We often talk about Christians' attachment to cinema, as a path of faith, a crisp look to the world and a window open to an invisible kingdom. Today, I would like to reverse the discourse and evoke the fascination of filmmakers for the religious rituals.
I recently watched Tarik Saleh's Boy from Heaven (2022). It was obvious that the director was seduced by the theatrical staging of this environment. The students of the Koranic university - all dressed in large black robes and astonishing red and white hats - move as if they were gliding on a divine ether, in a courtyard open to the sky and closed by high walls to the outside world.
Just think of all those other films where, through a social, political or romantic intrigue, filmmakers from very different backgrounds felt for the beauty of religious rituals.
In Asia, Buddhism and Hinduism offer the astonishing orange color to the shades of the camera.
Where else can you see this color, in such fluidity? In 7 Years in Tibet by Jean-Jacques Annaud (1997) or in Little Buddha by Bernado Bertolucci (1993), the bewitching rhythm, so exotic for our western ears, of the music of the temples, their strange architecture, widely open to nature and the world of mortals, are a delight for directors, long before questions about faith or religion...
It is the same in the Jewish world: the chanting in the synagogues, the strange hats of conservative clerics, the hypnotic swaying of praying men, was an extraordinary setting for Amos Gitaï in Kadosh (1999). With Fill the Void (2012), Rama Burshtein also uses the imposed distance between man and woman to stage it on screen.
In the Christian world, Habemus papam (2011) comes to mind. No filmmaker, no director, not even the most extravagant, could have imagined the staging and the show offered, and mise en scène over the centuries, by the Vatican for the election of a new pope! Nanni Moretti pokes fun at it with humour, even going so far as to oppose it to the sport rituals, also highly codified.

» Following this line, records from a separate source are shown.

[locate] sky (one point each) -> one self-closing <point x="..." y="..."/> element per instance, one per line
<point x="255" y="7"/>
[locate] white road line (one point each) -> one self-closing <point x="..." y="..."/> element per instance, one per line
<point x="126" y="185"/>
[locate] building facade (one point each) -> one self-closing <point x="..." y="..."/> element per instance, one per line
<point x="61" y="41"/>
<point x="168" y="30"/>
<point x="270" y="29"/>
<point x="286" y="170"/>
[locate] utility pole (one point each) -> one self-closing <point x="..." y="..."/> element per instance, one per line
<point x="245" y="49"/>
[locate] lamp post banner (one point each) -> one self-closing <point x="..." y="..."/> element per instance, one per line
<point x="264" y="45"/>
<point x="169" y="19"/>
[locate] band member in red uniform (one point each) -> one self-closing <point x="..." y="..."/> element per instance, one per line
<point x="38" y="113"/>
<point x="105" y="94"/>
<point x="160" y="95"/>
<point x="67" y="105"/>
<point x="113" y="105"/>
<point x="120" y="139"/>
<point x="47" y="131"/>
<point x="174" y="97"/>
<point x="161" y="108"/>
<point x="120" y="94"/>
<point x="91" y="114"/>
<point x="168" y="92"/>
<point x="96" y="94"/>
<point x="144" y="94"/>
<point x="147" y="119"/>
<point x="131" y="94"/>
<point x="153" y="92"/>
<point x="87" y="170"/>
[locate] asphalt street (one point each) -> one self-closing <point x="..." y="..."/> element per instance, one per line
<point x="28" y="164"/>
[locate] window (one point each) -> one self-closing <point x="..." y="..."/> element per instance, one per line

There is less levity in Of God and Men (2010) but Xavier Beauvois knew how to perfectly adapt the rigor of a dramatic situation (terrorism in Algeria in the 1990s) to the demands of a monastic life.
Alain Cavalier, speaking of his master piece, Thérèse (1986), admits that he was fond of the uniforms and the headscarves of the nuns which make them all identical in their silhouette and thus make it possible to concentrate the personality of each one on their face only. A great technical challenge for the director and a performance for the actresses.
And what would Ingmar Bergam's work be without the Lutheran rigor, the coldness of their churches, and the dramatic black-and-white opposition of the liturgical vestments of his ministers?
It is a fact that all different churches face a loss of religious practice, but – I know it is only a soft consolation - there will always be filmmakers to remind us of the beauty of rituals as a way of expressing our faith. Because those artists know that the religious rituals are not made to entertain the believers but to show them a path to something – or someone - greater and more eternal than the world we live in.